Ainsi, aucun élément n’est versé aux débats de nature à contredire les conclusions du docteur [O].
Dans ces conditions, le taux d’incapacité permanente partielle de
Madame [N] [M] en relation directe avec l’accident du travail et opposable à l’employeur sera réduit à hauteur de 0 %.

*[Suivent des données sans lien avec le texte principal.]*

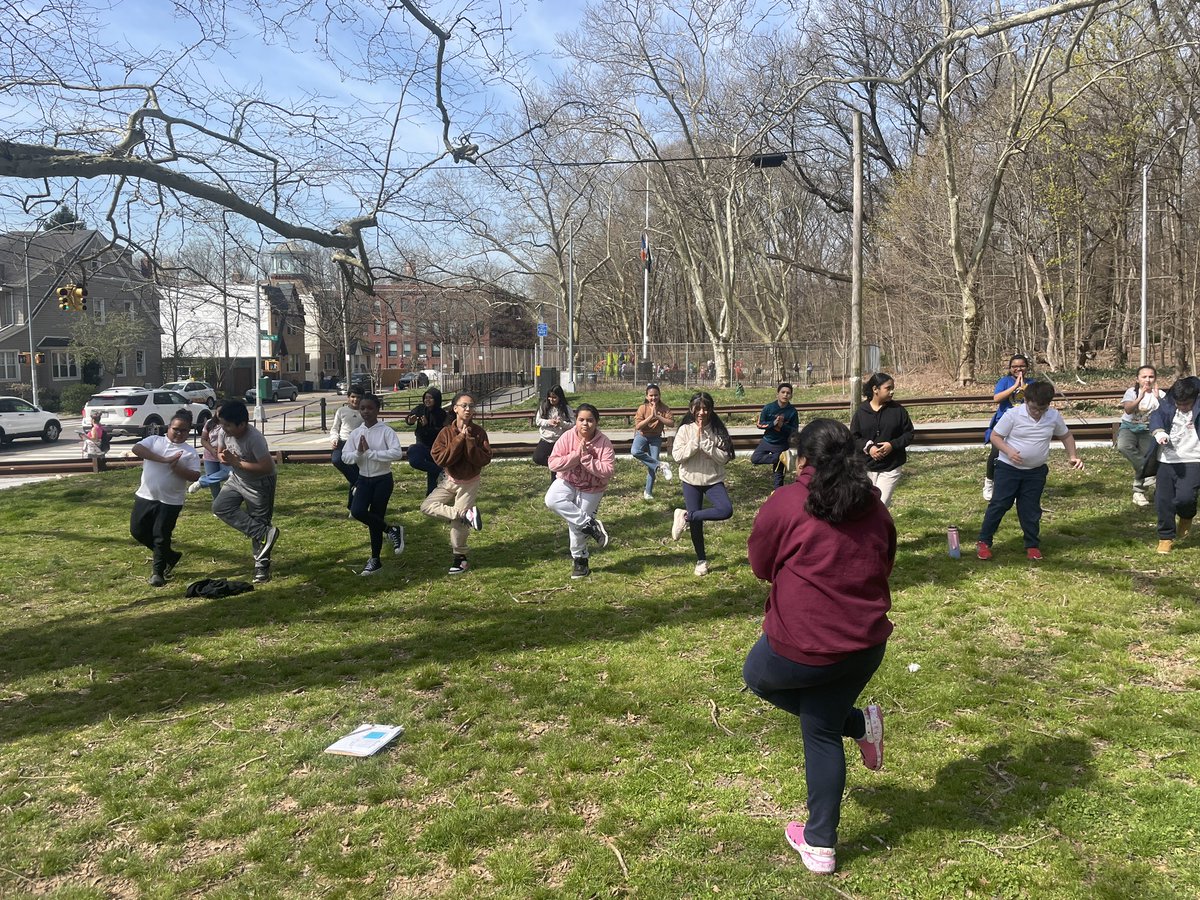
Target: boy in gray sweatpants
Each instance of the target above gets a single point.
(251, 485)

Le tribunal rappelle qu’eu égard à l’indépendance des rapports entre la caisse et l’assuré d’une part, et la caisse et l’employeur d’autre part, la décision de fixation d’un taux d’IPP de 12 % consécutif à l’accident du travail du 11 mars 2018 demeure acquise à l’égard de Madame [N] [M].
Sur les dépens
En application des dispositions de l’article 696 du code de procédure civile, les dépens seront laissés à la charge de la [12].
PAR CES MOTIFS
Le tribunal, après en avoir délibéré conformément à la loi, statuant après débats en audience publique, par jugement mis à disposition au greffe, contradictoire et en premier ressort,
Vu le rapport d’expertise du Docteur [O] du 24 avril 2025
DÉCLARE recevable le recours formé par la société [17] à l’encontre de la [7],
ENTÉRINE le rapport d’expertise du Docteur [O] du 24 avril 2025 en ce qu’il a proposé de fixer à 0 % le taux d’incapacité permanente partielle de Madame [S] [N] [M], salariée de la société [17], à la suite de l’accident du travail dont il a été victime le 11 mars 2018 ;
En conséquence,
DIT que la décision de la [7] ayant fixé à 12 % le taux d’incapacité permanente partielle de Madame [S] [N] [M] à la suite de l’accident du travail dont elle a été victime le 11 mars 2018 est inopposable à la société [17] ;
CONDAMNE la [6] aux dépens ;
DIT que tout appel de la présente décision doit, à peine de forclusion, être formé dans le mois suivant la réception de sa notification, en application des dispositions de l’article 538 du code de procédure civile.